Sevdiğim şeyler: bateri, karanfiller, çoraplar, çiğ bezelye, şeker kamışı kemirmek, köprüler, Dürer, yürüyen merdivenler, sıcak hava, mersin balığı, uzun insanlar, çöller, beyaz duvarlar, atlar, elektrikli daktilolar, kirazlar, örme mobilya, bağdaş kurarak oturmak, büyük pencereler, taze dereotu, yüksek sesle okumak, kitapçılara gitmek, az döşenmiş odalar, dans etmek, Ariadne auf Naxos.

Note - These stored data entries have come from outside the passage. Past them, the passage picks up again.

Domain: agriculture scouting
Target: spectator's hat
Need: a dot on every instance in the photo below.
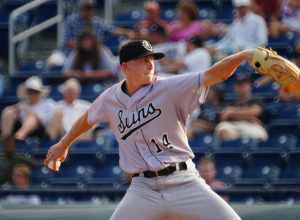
(32, 84)
(137, 49)
(70, 83)
(197, 41)
(157, 29)
(87, 3)
(241, 3)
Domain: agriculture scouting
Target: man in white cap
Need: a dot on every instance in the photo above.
(68, 110)
(31, 116)
(248, 30)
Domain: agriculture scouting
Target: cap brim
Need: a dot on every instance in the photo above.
(156, 55)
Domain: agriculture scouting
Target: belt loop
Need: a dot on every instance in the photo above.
(177, 166)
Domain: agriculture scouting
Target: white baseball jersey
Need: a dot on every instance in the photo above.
(150, 125)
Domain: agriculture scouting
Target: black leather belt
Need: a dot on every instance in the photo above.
(163, 172)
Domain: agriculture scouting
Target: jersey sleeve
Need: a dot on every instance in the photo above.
(186, 93)
(97, 111)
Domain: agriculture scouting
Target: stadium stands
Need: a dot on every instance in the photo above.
(243, 164)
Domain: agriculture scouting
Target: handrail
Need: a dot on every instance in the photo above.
(13, 39)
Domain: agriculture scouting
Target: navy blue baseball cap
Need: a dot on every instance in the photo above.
(138, 49)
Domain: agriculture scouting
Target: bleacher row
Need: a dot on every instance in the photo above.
(242, 163)
(214, 10)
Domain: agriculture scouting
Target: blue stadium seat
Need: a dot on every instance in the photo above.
(264, 165)
(292, 170)
(238, 144)
(283, 44)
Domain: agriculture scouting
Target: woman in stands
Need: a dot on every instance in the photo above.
(29, 117)
(187, 25)
(90, 59)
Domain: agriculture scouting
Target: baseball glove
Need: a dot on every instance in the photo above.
(268, 62)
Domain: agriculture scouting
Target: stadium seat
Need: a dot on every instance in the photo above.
(264, 165)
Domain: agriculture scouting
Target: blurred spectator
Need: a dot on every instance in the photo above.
(196, 59)
(187, 25)
(152, 11)
(152, 17)
(21, 180)
(29, 117)
(270, 9)
(290, 19)
(21, 176)
(244, 117)
(90, 59)
(248, 30)
(68, 110)
(82, 21)
(158, 36)
(207, 116)
(207, 170)
(8, 160)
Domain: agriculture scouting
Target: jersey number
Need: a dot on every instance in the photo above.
(165, 143)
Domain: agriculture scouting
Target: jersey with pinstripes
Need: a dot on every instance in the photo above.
(150, 125)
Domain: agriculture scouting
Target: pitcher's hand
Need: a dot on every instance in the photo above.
(56, 152)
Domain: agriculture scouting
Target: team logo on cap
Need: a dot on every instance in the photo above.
(147, 45)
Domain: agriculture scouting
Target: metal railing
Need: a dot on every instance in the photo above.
(15, 38)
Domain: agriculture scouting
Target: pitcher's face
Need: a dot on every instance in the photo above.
(141, 70)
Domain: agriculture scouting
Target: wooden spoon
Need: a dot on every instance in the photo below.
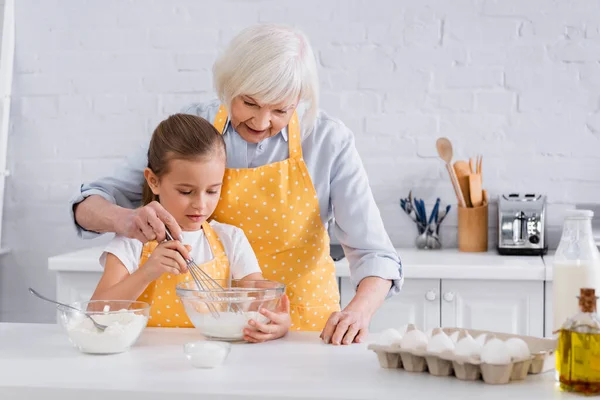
(444, 148)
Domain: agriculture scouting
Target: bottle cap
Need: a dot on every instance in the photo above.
(579, 214)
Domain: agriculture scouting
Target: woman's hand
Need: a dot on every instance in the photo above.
(148, 223)
(278, 327)
(352, 324)
(166, 258)
(346, 327)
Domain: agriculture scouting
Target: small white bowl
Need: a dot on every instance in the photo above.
(206, 353)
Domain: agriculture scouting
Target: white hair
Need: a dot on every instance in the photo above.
(272, 64)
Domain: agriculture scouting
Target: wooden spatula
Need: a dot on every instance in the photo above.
(463, 171)
(475, 190)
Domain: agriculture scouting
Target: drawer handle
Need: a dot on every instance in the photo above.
(449, 297)
(430, 295)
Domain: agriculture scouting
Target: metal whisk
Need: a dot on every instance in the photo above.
(206, 283)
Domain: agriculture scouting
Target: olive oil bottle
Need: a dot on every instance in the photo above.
(578, 352)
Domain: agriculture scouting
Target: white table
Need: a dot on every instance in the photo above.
(37, 361)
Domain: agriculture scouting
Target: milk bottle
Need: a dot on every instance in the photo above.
(576, 265)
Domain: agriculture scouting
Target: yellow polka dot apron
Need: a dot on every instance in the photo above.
(166, 309)
(277, 207)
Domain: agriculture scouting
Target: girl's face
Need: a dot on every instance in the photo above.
(255, 122)
(190, 189)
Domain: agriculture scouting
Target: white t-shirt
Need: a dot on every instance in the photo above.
(242, 260)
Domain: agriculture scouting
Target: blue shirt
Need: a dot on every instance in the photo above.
(336, 171)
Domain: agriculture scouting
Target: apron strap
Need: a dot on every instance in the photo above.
(213, 240)
(294, 137)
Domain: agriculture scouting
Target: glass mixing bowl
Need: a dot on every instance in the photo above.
(125, 322)
(223, 314)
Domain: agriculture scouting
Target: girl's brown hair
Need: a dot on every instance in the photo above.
(183, 137)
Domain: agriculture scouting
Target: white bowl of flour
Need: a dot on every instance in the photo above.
(125, 321)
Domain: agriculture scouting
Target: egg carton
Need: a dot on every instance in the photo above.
(470, 368)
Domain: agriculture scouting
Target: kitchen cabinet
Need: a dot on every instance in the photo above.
(417, 303)
(549, 318)
(76, 286)
(502, 306)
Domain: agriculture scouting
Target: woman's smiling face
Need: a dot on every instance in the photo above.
(255, 122)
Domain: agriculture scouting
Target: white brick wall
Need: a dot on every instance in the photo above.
(514, 80)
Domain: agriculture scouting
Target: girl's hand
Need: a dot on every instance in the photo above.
(277, 328)
(166, 258)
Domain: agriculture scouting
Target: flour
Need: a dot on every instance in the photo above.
(229, 325)
(123, 329)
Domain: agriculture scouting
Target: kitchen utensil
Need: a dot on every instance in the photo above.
(98, 326)
(444, 148)
(204, 281)
(125, 321)
(407, 207)
(475, 190)
(522, 224)
(247, 296)
(462, 170)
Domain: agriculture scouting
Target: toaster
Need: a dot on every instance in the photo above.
(522, 224)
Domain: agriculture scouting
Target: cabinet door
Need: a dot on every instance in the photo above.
(76, 286)
(502, 306)
(417, 303)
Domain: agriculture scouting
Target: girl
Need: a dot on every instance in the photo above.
(186, 165)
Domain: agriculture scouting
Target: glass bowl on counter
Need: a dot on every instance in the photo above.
(223, 314)
(125, 321)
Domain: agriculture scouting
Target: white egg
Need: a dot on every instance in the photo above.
(403, 329)
(495, 352)
(389, 336)
(414, 339)
(468, 347)
(454, 336)
(481, 339)
(440, 343)
(518, 349)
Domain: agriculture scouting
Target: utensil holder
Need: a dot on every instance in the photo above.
(428, 241)
(473, 229)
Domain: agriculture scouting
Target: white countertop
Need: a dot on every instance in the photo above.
(37, 361)
(417, 264)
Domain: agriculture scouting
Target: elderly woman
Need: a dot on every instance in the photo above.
(286, 179)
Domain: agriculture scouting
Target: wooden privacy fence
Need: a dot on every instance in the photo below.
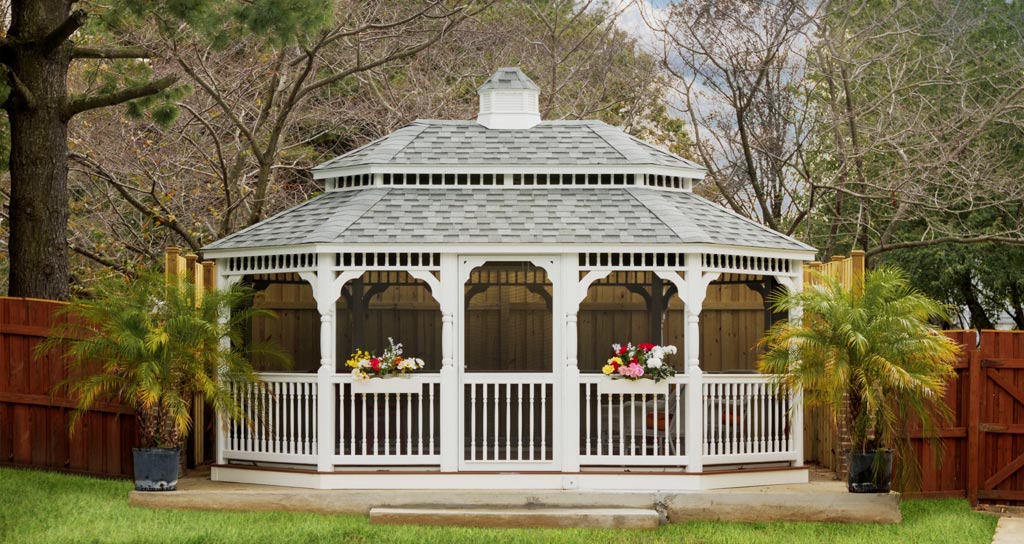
(824, 437)
(984, 444)
(178, 267)
(34, 417)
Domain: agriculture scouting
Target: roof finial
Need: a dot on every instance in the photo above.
(509, 100)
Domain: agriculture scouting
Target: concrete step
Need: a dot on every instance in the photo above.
(518, 517)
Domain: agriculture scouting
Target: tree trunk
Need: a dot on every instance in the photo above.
(979, 318)
(39, 262)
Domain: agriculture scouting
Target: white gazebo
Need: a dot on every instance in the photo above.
(508, 252)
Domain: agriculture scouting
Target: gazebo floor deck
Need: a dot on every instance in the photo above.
(818, 500)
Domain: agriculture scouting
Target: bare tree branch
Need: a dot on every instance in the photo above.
(85, 103)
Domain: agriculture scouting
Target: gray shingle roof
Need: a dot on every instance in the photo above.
(508, 78)
(577, 215)
(432, 142)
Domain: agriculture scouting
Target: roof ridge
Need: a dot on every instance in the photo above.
(365, 147)
(752, 221)
(423, 127)
(706, 238)
(600, 135)
(274, 216)
(380, 193)
(657, 149)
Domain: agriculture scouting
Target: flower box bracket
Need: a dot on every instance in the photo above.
(624, 386)
(393, 384)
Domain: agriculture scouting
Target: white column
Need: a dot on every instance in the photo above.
(223, 282)
(796, 284)
(693, 298)
(450, 374)
(567, 290)
(327, 298)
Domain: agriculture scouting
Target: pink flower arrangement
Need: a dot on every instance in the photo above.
(641, 361)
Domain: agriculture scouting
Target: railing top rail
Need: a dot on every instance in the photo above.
(738, 378)
(508, 377)
(424, 377)
(297, 377)
(592, 377)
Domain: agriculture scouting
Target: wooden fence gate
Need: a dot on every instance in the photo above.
(996, 427)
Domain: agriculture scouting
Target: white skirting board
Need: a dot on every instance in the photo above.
(510, 480)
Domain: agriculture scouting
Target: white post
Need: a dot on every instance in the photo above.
(567, 289)
(223, 282)
(327, 298)
(693, 298)
(794, 285)
(450, 374)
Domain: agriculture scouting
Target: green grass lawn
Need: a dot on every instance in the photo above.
(42, 507)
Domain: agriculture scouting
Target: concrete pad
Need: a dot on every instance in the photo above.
(816, 501)
(1009, 531)
(519, 517)
(217, 496)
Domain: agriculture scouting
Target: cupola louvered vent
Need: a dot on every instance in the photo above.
(509, 100)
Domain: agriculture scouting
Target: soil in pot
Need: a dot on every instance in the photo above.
(156, 468)
(869, 472)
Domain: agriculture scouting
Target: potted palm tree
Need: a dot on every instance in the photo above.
(868, 347)
(156, 346)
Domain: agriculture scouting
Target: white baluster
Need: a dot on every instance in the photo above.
(472, 426)
(622, 424)
(677, 419)
(544, 421)
(530, 405)
(508, 421)
(363, 399)
(498, 421)
(519, 425)
(419, 420)
(430, 404)
(587, 407)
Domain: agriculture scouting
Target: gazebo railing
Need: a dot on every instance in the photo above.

Kaynaklar: Susan Sontag’s Cabinet of Curiosities, Quarterly Conversation; The Book of Lists, New Yorker, Reborn: Journals and Notebooks 1947-1963, Susan Sontag, David Rieff; As Consciousness Is Harnessed to Flesh: Journals and Notebooks, 1964-1980, Susan Sontag, David Rieff.